8月29日付の英エコノミスト誌は、「歴史の使い方――日本の20世紀の拡張主義についてのアジアの見解はすべて否定的ではない」との記事を掲載し、安倍総理の戦後70周年談話について論じています。
すなわち、李登輝元台湾総統は、日本の雑誌にしたコメントへの敵意ある反応に驚いている。彼は、台湾の現政府が第2次大戦終結70周年を記念するのは「日本を困らせ、中国を喜ばせるものである」と批判し、台湾の若者は日本と戦ったのではなく、日本のために戦ったと述べた。馬英九現総統は李登輝批判を始め、中国は「馬鹿げた発言」と嘲笑した。歴史的には李元総統の指摘は的を射ている。
台湾は1895年に日本に割譲され、日本の統治下に入った。1945年に中国に復帰したが、内戦で敗北した国民党の最後の砦になった。李登輝は国民党の指導者になったが、彼の日本好きは良く知られている。彼の兄は靖国に祭られている。彼のような見解は台湾では普通である。アジア全体でも、日本の植民地の歴史には多義的な感情が見られる。

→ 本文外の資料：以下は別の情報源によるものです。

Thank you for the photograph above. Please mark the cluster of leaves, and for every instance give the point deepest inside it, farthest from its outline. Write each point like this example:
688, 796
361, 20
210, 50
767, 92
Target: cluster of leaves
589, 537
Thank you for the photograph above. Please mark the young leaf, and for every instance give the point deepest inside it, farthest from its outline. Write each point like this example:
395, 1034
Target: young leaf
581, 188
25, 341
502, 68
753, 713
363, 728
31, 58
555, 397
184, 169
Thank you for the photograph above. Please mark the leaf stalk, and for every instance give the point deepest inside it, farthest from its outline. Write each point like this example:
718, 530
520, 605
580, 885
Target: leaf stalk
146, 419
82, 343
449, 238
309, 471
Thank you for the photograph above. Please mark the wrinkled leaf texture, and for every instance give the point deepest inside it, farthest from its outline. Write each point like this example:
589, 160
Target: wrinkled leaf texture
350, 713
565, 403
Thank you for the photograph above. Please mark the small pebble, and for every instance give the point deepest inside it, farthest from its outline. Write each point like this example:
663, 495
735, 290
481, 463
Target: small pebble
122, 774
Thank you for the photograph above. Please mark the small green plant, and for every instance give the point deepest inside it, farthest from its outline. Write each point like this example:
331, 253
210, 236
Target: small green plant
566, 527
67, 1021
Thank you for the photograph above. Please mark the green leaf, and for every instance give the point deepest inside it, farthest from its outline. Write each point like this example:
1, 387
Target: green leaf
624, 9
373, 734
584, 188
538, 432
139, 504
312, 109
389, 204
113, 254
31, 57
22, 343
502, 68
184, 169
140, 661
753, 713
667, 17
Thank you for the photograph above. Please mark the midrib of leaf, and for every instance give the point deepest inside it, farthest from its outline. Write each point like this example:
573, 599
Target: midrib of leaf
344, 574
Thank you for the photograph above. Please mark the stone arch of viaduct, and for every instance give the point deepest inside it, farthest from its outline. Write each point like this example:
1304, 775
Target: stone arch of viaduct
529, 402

中国は、9月3日に軍事パレードで70周年を記念する。安倍総理の欠席は理解できるが、それは日本が戦争中の犯罪を受けとめていない印象を与える。
隣国との関係に歴史が障害にならないようにする安倍の試みはうまくいかなかった。過去の謝罪を堅持したが、中国は「誠実さ」に欠けるとし、朴大統領は「期待外れ」とした。安倍の失敗の理由の一つは、中韓では、彼は歴史修正主義者として知られ、戦犯であった祖父、岸信介を尊敬しているからである。
談話は罪の否定の試みとも読める圧縮された20世紀の歴史の文脈におかれた。彼は、日本がアジアで立憲政府を初めて作り、日露戦争の勝利で、アジアとアフリカの植民地支配下の人民を元気づけたと述べた。その後、恐慌と西側の保護主義ゆえに「間違った道」を歩み、国際秩序の「挑戦者」になったと述べた。
これは日本の極右が好む物語である。日本は植民地主義者ではなく解放者、第2次大戦では侵略者より犠牲者であることを示唆する。この物語は日本の近代化が毛沢東やネールを鼓舞した事実で強化される。戦時中、自由の戦士、ビルマのアウンサンやインドのチャンドラ・ボースは日本と同盟関係を結んだ。